3.3. Commiting data to tables and arrays

We have seen how to create tables and arrays and how to browse both data and metadata in the object tree. Let's examine more closely now one of the most powerful capabilities of PyTables, namely, how to modify already created tables and arrays[1].

3.3.1. Appending data to an existing table

Now, let's have a look at how we can add records to an existing table on disk. Let's use our well-known readout Table object and append some new values to it:


>>> table = h5file.root.detector.readout
>>> particle = table.row
>>> for i in xrange(10, 15):
...     particle['name']  = 'Particle: %6d' % (i)
...     particle['TDCcount'] = i % 256
...     particle['ADCcount'] = (i * 256) % (1 << 16)
...     particle['grid_i'] = i
...     particle['grid_j'] = 10 - i
...     particle['pressure'] = float(i*i)
...     particle['energy'] = float(particle['pressure'] ** 4)
...     particle['idnumber'] = i * (2 ** 34)
...     particle.append()
...
>>> table.flush()
	  

It's the same method we used to fill a new table.

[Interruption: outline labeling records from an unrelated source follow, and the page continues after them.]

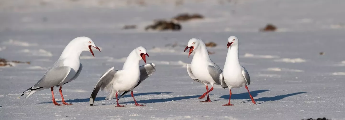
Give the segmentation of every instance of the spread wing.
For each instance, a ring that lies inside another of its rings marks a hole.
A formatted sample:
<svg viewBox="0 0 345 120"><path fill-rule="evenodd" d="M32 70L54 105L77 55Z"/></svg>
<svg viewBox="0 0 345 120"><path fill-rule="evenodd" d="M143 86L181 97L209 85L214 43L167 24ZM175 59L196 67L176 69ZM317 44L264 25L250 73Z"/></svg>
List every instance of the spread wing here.
<svg viewBox="0 0 345 120"><path fill-rule="evenodd" d="M140 79L139 79L139 81L138 82L138 84L137 84L137 85L134 87L135 88L137 87L138 85L139 85L140 83L141 83L142 81L144 81L145 79L146 79L153 74L153 73L155 73L155 72L156 71L156 65L152 63L141 66L139 68L140 69ZM126 95L126 94L127 94L127 93L130 91L126 91L124 92L121 95L121 96L119 98L118 100L120 100L120 99L123 97L125 96L125 95Z"/></svg>
<svg viewBox="0 0 345 120"><path fill-rule="evenodd" d="M187 64L186 67L187 68L187 72L188 72L188 75L189 75L189 77L192 78L192 79L193 79L193 80L195 82L203 83L202 82L199 80L199 79L196 78L196 77L193 74L193 72L192 72L191 70L191 64Z"/></svg>
<svg viewBox="0 0 345 120"><path fill-rule="evenodd" d="M247 83L248 84L250 84L250 78L249 77L249 74L248 73L248 71L247 71L247 69L246 69L245 68L243 67L243 66L241 66L242 67L242 74L243 75L243 76L244 77L244 79L246 79L246 81L247 81Z"/></svg>
<svg viewBox="0 0 345 120"><path fill-rule="evenodd" d="M218 85L221 84L220 82L219 82L219 75L223 72L222 71L221 69L216 64L214 63L213 63L213 65L209 65L208 67L207 67L207 71L208 71L208 73L210 74L210 75L212 77L212 79L216 83L218 84ZM223 88L227 88L228 86L225 85L225 86L223 86L222 85L222 87Z"/></svg>
<svg viewBox="0 0 345 120"><path fill-rule="evenodd" d="M91 94L91 96L90 98L90 105L92 106L93 105L93 101L96 98L96 96L98 93L99 89L101 91L105 88L106 89L110 90L109 88L111 88L112 86L113 78L115 76L115 74L117 72L117 71L114 70L114 67L111 67L109 69L107 70L104 74L101 76L101 77L98 80L98 82L97 82L93 91L92 91Z"/></svg>
<svg viewBox="0 0 345 120"><path fill-rule="evenodd" d="M219 81L220 82L220 86L223 88L225 89L228 87L228 85L224 82L224 77L223 77L223 73L221 73L219 75Z"/></svg>

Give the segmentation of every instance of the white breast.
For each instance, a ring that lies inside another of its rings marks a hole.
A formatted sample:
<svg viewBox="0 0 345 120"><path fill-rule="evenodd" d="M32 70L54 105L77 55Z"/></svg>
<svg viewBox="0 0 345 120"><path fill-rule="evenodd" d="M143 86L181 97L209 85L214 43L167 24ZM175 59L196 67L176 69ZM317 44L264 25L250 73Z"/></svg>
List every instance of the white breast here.
<svg viewBox="0 0 345 120"><path fill-rule="evenodd" d="M140 73L139 69L132 71L121 71L118 77L113 84L113 89L118 92L131 90L139 81Z"/></svg>
<svg viewBox="0 0 345 120"><path fill-rule="evenodd" d="M242 73L241 68L232 67L231 69L224 67L223 72L224 81L228 86L232 88L239 88L244 86L247 81Z"/></svg>

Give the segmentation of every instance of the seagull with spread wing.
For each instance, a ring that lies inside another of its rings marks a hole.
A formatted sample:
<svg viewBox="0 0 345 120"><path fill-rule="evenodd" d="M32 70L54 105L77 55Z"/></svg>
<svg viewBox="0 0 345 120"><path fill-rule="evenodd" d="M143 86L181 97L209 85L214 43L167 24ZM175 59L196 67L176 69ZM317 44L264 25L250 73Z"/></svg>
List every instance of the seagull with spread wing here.
<svg viewBox="0 0 345 120"><path fill-rule="evenodd" d="M124 92L121 97L131 91L132 97L136 106L145 106L138 104L133 94L133 89L144 80L152 75L156 71L156 65L150 63L139 66L139 62L142 59L146 64L146 49L139 47L132 51L127 57L121 70L114 70L114 67L108 69L101 75L93 89L90 98L90 105L93 105L93 102L100 89L110 92L106 99L116 98L117 107L124 107L119 104L118 94Z"/></svg>

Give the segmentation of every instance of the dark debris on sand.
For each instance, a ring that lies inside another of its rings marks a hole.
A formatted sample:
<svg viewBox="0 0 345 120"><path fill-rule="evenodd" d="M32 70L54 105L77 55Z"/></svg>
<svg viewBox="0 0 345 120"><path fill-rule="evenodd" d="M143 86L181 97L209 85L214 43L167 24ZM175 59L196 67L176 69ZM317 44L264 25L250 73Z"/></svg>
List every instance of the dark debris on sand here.
<svg viewBox="0 0 345 120"><path fill-rule="evenodd" d="M193 19L204 19L204 16L198 13L189 15L188 13L181 13L174 17L173 19L181 21L187 21Z"/></svg>
<svg viewBox="0 0 345 120"><path fill-rule="evenodd" d="M277 27L272 24L268 24L266 26L263 28L260 29L260 31L273 31L277 30Z"/></svg>
<svg viewBox="0 0 345 120"><path fill-rule="evenodd" d="M326 119L326 118L318 118L317 119L313 119L313 118L309 118L309 119L302 119L302 120L331 120L331 119Z"/></svg>
<svg viewBox="0 0 345 120"><path fill-rule="evenodd" d="M145 28L145 30L149 29L164 31L172 30L174 31L181 30L181 25L177 23L174 23L172 21L167 21L165 20L158 20L155 21L153 25L150 25Z"/></svg>
<svg viewBox="0 0 345 120"><path fill-rule="evenodd" d="M21 62L19 61L8 61L6 59L4 58L0 58L0 67L1 66L8 66L10 67L12 67L13 65L11 64L9 62L11 62L13 63L26 63L28 64L30 64L31 63L30 62Z"/></svg>

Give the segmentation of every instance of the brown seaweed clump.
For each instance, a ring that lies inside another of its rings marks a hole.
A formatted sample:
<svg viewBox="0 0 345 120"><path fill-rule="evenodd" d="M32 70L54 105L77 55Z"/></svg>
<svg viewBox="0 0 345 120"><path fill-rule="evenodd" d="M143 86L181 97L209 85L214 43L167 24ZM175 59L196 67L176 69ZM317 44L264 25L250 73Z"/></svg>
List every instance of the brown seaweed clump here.
<svg viewBox="0 0 345 120"><path fill-rule="evenodd" d="M181 25L177 23L174 23L171 21L165 20L159 20L156 21L152 25L146 26L145 30L152 29L158 31L166 30L180 30L181 29Z"/></svg>
<svg viewBox="0 0 345 120"><path fill-rule="evenodd" d="M204 19L204 16L198 13L190 15L188 13L182 13L178 15L173 19L179 21L185 21L193 19Z"/></svg>
<svg viewBox="0 0 345 120"><path fill-rule="evenodd" d="M205 43L205 45L206 45L206 47L216 47L216 46L217 46L217 44L213 42L209 42L206 43Z"/></svg>
<svg viewBox="0 0 345 120"><path fill-rule="evenodd" d="M263 28L260 29L260 31L273 31L277 30L277 27L272 24L268 24Z"/></svg>

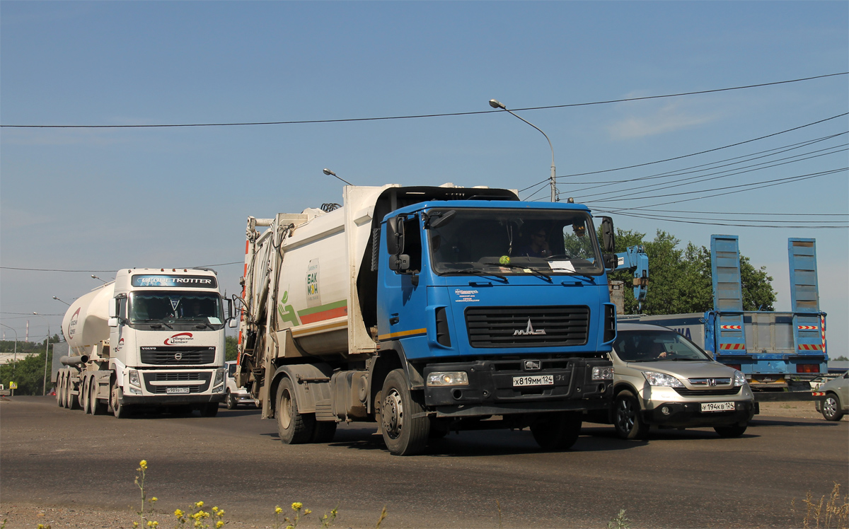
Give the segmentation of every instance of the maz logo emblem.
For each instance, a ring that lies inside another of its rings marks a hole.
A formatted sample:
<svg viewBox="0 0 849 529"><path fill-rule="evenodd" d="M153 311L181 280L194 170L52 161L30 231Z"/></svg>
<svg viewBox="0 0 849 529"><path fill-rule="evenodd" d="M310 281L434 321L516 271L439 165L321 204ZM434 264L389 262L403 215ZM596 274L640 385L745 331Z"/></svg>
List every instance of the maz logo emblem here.
<svg viewBox="0 0 849 529"><path fill-rule="evenodd" d="M534 330L533 329L533 325L531 324L531 318L528 318L528 326L527 327L526 327L524 329L521 329L521 330L514 330L514 331L513 331L513 335L514 336L530 336L530 335L544 335L544 334L545 334L545 329L540 329L539 330Z"/></svg>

PyTables knows that this table is on disk, and when you add new records, they are appended to the end of the table[2].

If you look carefully at the code you will see that we have used the table.row attribute to create a table row and fill it with the new values. Each time that its append() method is called, the actual row is committed to the output buffer and the row pointer is incremented to point to the next table record. When the buffer is full, the data is saved on disk, and the buffer is reused again for the next cycle.

Caveat emptor: Do not forget to always call the .flush() method after a write operation, or else your tables will not be updated!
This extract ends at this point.